Haas‘ progress after its woeful start to the 2025 Formula 1 season is partly down to what Team Principal Ayao Komatsu described as an “educated guess”.
The American squad will have justly felt reason to worry after the opening round in Australia, when both Esteban Ocon and Oliver Bearman were well off the pace.
The team’s VF-25 challenger proved to be woefully unstable in high-speed corners, a complexity discovered around the Albert Park Circuit.
The issue was not one that was easily discoverable during the early phases of testing, with the team’s wind tunnel and rolling road not showing up the problem.
A potential culprit was the design of the floor, but with little time to make a fully informed decision, Komatsu green-lit a quick tweak which eventually worked wonders.
“Simplistically, you cannot run the [current] car on the ground, in the wind tunnel, because you’re going to break the belt – but also, certain conditions, you cannot replicate in the wind tunnel,” Komatsu explained to media including Motorsport Week.
“We have a metric to assess those things, which we thought was good, because last year we didn’t drive into the problem.
“But many other teams drove into the problem last year because they were a bit ahead of our metric.
“And, until I think you see the problem, you’re not going to know.
“So the specific issue we had, we just didn’t have the methodology to predict it through CFD and then to assess the wind tunnel result correctly.
“Once we saw the real issue in Melbourne, then we had to literally step back every single thing we’ve done in the development from the end of the VF-24 to the VF-25 and then trying to see ‘OK, let’s say if you draw this threshold here with the metric, it’s OK up until this point’ – but clearly that was wrong.”

Suzuka ‘hypothesis’ luckily paid dividends for Haas
Komatsu said that once the problem was, to some extent, understood by the team, work was put in place to rectify it as early as the Japanese Grand Prix, two rounds later.
“So in terms of the metric itself we are looking at, it wasn’t good enough, but also the threshold was too aggressive,” he explained.
“So once you understand that one thing, it was how can we then modify the car to reduce that effect, which we did a first step in Suzuka.
“It was, I wouldn’t say stab in the dark, it was an educated guess, but like I said back then we didn’t have time to wind tunnel test it.
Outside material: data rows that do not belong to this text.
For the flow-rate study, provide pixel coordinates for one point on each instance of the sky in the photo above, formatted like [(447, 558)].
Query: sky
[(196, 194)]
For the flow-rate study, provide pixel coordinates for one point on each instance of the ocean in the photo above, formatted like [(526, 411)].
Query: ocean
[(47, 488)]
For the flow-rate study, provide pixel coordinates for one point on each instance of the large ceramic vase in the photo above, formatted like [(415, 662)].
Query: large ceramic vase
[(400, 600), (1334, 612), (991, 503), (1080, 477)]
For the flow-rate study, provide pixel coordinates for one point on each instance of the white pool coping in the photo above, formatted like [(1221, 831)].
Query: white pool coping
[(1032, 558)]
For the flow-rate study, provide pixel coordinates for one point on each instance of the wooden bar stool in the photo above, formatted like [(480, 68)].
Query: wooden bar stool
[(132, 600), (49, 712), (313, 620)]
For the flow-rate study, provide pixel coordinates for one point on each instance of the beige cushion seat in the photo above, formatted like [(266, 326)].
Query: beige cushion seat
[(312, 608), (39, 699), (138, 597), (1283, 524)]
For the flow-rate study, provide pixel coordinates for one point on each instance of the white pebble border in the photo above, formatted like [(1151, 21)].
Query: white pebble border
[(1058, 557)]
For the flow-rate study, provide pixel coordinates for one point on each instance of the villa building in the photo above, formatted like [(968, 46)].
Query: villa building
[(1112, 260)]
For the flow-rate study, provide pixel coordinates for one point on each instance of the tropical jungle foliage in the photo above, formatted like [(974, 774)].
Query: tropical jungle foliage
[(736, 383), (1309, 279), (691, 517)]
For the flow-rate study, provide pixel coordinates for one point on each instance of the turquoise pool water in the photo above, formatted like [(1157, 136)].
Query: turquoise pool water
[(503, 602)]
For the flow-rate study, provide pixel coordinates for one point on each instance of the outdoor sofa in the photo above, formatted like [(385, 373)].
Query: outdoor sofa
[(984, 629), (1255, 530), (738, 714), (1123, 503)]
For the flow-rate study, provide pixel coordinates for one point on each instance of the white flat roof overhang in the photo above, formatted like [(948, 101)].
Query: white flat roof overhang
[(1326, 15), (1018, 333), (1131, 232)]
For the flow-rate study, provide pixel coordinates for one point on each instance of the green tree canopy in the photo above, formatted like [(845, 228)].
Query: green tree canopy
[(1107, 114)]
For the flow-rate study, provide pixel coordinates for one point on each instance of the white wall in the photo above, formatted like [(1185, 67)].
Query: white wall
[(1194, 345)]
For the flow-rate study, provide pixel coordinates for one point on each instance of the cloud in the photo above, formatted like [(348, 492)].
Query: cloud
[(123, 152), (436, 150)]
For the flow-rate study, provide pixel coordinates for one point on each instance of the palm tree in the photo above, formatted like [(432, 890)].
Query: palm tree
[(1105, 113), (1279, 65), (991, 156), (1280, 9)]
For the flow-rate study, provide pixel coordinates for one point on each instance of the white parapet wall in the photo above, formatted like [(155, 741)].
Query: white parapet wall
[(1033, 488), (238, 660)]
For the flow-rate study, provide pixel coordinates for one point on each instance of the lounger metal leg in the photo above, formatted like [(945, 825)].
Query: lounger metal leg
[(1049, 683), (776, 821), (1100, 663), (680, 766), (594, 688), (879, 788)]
We looked at everything, we thought ‘OK, with our best understanding, we think this is the issue’.”
Whilst both cars scored points in China, with the original design before Japan, the track layout enabled the positive elements of the car to be shown.
But Bearman’s point-scoring 10th-place finish at Suzuka gave Komatsu the reassurance he needed to know that the guesswork was, as it turned out, correct.
“We did two things for Suzuka, and then we put that part in the wind tunnel later on retrospectively, and we saw that it improved,” he continued.
“It was a hypothesis, but of course until we started running in Suzuka we didn’t know. What I was really pleased about was we were actually right: that the assumption was right, the educated guess was right.
“That gave us confidence that we can keep improving this condition for the next development, which was Imola. It may not have increased our absolute pace that much, but certainly made the car more robust against that kind of condition.
“Then you can really think about putting more performance on the car, which is what you saw in Silverstone.”